Kiosks line the sand, each one serving a different kind of food. But there is one item common on all menus: coconut water served fresh from large, green coconuts. Mention the word “Olimpico” to the kiosk vendors and it’s a quick double thumbs up. They like the increased beachfront business in the usually slower winter months.
That said, the traditional, if touristy Brazilian beach vibe has been largely overtaken by the Olympics. In addition to a beachside set of Olympic rings perfectly placed for photo ops, sand sculptures with various Olympic and Rio symbols have risen up between the kiosks. And, of course, there is an Olympic superstore right on the beach, a giant temporary structure, selling all kinds of souvenirs and readying for long lines.
But the way the Olympics and the Olympic agenda have overtaken the city doesn’t sit well with many Brazilians, especially given the country’s political and economic crises. Shortly before the Opening Ceremony, Copacabana Beach was the site of anti-government protests. And the torch relay route, which was supposed to run the length of Copacabana Beach, was diverted to avoid demonstrators.
“This is what I consider a ‘Games Coup,’ where ordinary life is taken over by military, special suites of privileges for the ‘IOC family,’ and three weeks of party for the international tourist class,” said Christopher Gaffney, a member of the Comite Popular da Copa e das Olimpiadas, which was one of the principal civil society organizations resisting projects associated with Brazil’s mega-event cycle.
Gaffney has participated in dozens of protests over the last seven years, including one on the day that Rio was announced as host city for the Olympics, and he added: “Rio’s residents will be working hard to keep the streets clean, and the beer glasses full, and it will be a great party, but the hangover is going to last a long time.”
As the sun set, it was time to walk from Copacabana to Ipanema. In the neighborhood made famous by the bossa nova song “The Girl from Ipanema,” there is a beachside boulder that visitors climb for views of the ocean and Two Brothers mountain. The side-by-side peaks ringed by trees rise sharply from the water below. And it is truly breathtaking, the way so many ocean and mountain vistas in Rio are.
No surprise that the USA House in Rio looks out onto Ipanema Beach and Two Brothers Mountain. When I was there, a man with a tray full of colorful, fruit-flavored caipirinhas for sale strolled down the sidewalk across the street from the USA House.
Between the natural beauty visible from almost anywhere in the city and the warmth of the people, it’s often easy to forget the problems that underpin living in Cidade Maravilhosa, the marvelous city, as Rio is nicknamed.
But as darkness settled in, the flickering lights of the Vidigal favela became more visible, winding around one side of Two Brothers mountain. And day and night, anywhere close to venues or places destined to attract Olympic visitors, there is heightened security. Military police, local police, federal police, and so many other uniforms, it’s impossible to keep track.
A few blocks from the beach is the bar Garota de Ipanema, where “The Girl from Ipanema” was written.
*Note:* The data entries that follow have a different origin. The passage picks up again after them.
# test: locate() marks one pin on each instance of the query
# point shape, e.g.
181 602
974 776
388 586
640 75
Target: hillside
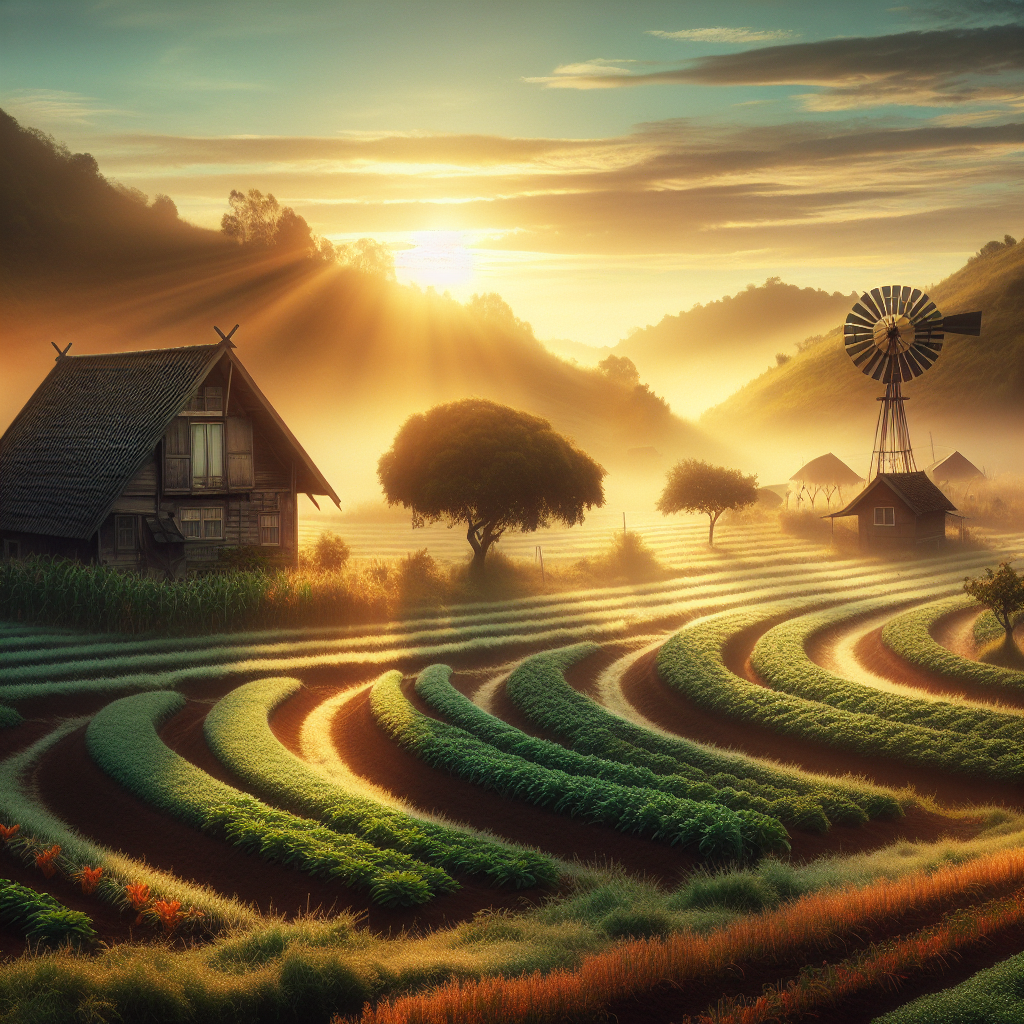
345 355
972 395
697 356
Yes, it’s touristy with homages to the song all around, but it also boasts good food and a lively atmosphere. As Brazil’s women’s soccer team’s Olympic opener was shown on the bar’s televisions, street musicians drummed away and stuck tambourines through the bar’s windows for tips.
The restaurants quickly filled with hungry diners, Olympic visitors from all around the world who were eager to see another side of Rio, one of its many faces.